On Friday afternoon, the Parliament has completed its spring-summer session, and the members will return in the second half of September. Before the departure for the “well-deserved” vacation, they held a series of votes. Although the entire procedure for appointing three judges of the Constitutional Court has been completed and consensus reached for the election of Miroslav Šeparović, Mato Arlović and Goran Selanec, the vote has been delayed until the autumn, reports Večernji List on 15 July 2017.
The reason for this was SDP’s ultimatum, which conditioned the election of judges with the establishment of a commission of inquiry for Agrokor. SDP has requested this commission in April, and HDZ did not oppose the idea at the time. However, HDZ has changed its mind and now claims that the commission might hinder an investigation being conducted by the State Prosecutor’s Office (DORH). SDP did not want to give up on its idea and allow HDZ to live in peace until autumn. It announced that, if HDZ refused to form the commission, they would oppose the vote on constitutional judges. Since it takes a two-thirds majority for constitutional judges to be appointed, it is impossible to elect them without SDP’s votes.
SDP has rejected accusations that it is inappropriate to mix up politics with a supposedly independent institution such as the Constitutional Court. In turn, it argues that this case actually shows how much HDZ does not want to set up the commission of inquiry which should clarify the circumstances of how Agrokor was created, what did regulatory bodies do, whether the company lied in its financial statement and many other issues.

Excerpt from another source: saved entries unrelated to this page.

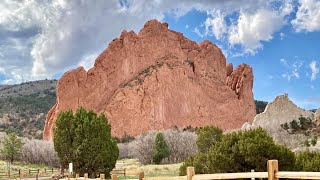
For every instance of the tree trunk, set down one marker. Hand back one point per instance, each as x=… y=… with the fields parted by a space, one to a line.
x=62 y=170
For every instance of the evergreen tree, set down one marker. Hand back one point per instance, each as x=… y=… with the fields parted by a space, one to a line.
x=11 y=147
x=85 y=140
x=207 y=136
x=161 y=149
x=240 y=152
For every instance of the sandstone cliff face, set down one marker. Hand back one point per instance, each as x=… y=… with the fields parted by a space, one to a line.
x=158 y=79
x=317 y=117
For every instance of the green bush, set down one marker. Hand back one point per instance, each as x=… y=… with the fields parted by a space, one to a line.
x=308 y=161
x=11 y=147
x=294 y=125
x=207 y=136
x=85 y=140
x=246 y=150
x=243 y=151
x=198 y=161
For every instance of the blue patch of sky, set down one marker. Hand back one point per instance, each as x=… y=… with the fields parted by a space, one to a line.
x=269 y=82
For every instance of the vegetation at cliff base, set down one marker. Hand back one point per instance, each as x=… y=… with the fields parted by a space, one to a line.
x=85 y=140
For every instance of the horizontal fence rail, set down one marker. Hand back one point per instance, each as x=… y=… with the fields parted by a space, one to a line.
x=298 y=175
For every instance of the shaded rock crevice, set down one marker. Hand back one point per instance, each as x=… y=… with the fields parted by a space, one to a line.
x=145 y=82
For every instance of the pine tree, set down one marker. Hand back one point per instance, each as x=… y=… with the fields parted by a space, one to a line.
x=161 y=149
x=85 y=140
x=207 y=136
x=12 y=146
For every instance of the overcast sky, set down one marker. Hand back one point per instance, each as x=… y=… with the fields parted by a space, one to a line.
x=280 y=39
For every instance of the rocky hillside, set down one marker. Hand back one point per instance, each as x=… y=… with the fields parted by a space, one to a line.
x=23 y=107
x=158 y=79
x=288 y=123
x=260 y=106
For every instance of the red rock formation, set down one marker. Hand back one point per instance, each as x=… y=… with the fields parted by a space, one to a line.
x=158 y=79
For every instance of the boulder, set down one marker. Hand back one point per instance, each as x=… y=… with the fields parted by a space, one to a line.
x=158 y=79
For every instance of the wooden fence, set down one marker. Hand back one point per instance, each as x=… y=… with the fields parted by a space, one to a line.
x=272 y=174
x=27 y=172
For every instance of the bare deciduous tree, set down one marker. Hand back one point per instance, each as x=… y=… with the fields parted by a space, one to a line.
x=39 y=152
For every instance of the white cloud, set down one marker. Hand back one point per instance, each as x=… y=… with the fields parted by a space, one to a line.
x=282 y=35
x=250 y=28
x=307 y=16
x=216 y=24
x=70 y=32
x=314 y=70
x=87 y=61
x=197 y=31
x=253 y=28
x=293 y=71
x=284 y=61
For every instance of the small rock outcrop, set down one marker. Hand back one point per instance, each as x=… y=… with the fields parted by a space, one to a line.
x=158 y=79
x=280 y=111
x=317 y=117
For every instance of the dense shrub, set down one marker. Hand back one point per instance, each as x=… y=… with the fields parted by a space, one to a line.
x=308 y=161
x=182 y=144
x=11 y=146
x=85 y=140
x=160 y=150
x=207 y=136
x=143 y=147
x=198 y=161
x=39 y=152
x=244 y=150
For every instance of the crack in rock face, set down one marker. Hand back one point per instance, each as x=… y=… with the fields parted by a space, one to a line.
x=158 y=79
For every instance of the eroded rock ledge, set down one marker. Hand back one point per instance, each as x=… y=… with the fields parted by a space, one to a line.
x=158 y=79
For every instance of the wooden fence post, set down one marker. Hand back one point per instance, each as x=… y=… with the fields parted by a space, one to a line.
x=190 y=173
x=141 y=175
x=114 y=177
x=273 y=168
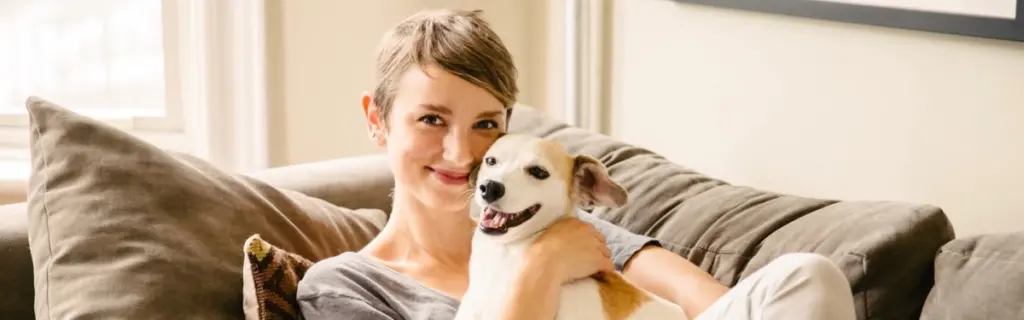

Although previous such commissions have not discovered anything of importance and they serve solely as a venue for political debates, HDZ’s argument that the commission would hinder official investigation is also not very convincing since most of the topics to be discussed by the commission would certainly not be a subject of DORH's investigation. Also, the Law on Commissions of Inquiry also provides for the work of the commission to be suspended at certain points if court proceedings are launched.
The Parliament was much more efficient when it came to the rapid dismissal of the Supervisory Board of the Croatian Radio Television. The four members have been dismissed shortly after issuing a report in which they warned about numerous illegal activities of the public broadcaster’s leadership. The ruling majority said that the dismissal was necessary due to criticisms made by the Commercial Court and the Administrative Court, which repeatedly warned the Supervisory Board that it must abide by the Law on the Croatian Radio Television. The opposition has accused HDZ of dismissing people who have pointed to possible corruption.
The president of the Association of Croatian Judges Đuro Sessa was appointed as the new president of the Supreme Court, while unanimous support was given to the law on the invalidity of loans provided by building societies illegally operating in Croatia. MOST’s Law on Enforcement, which should help 330,000 citizens with frozen bank accounts, was also adopted.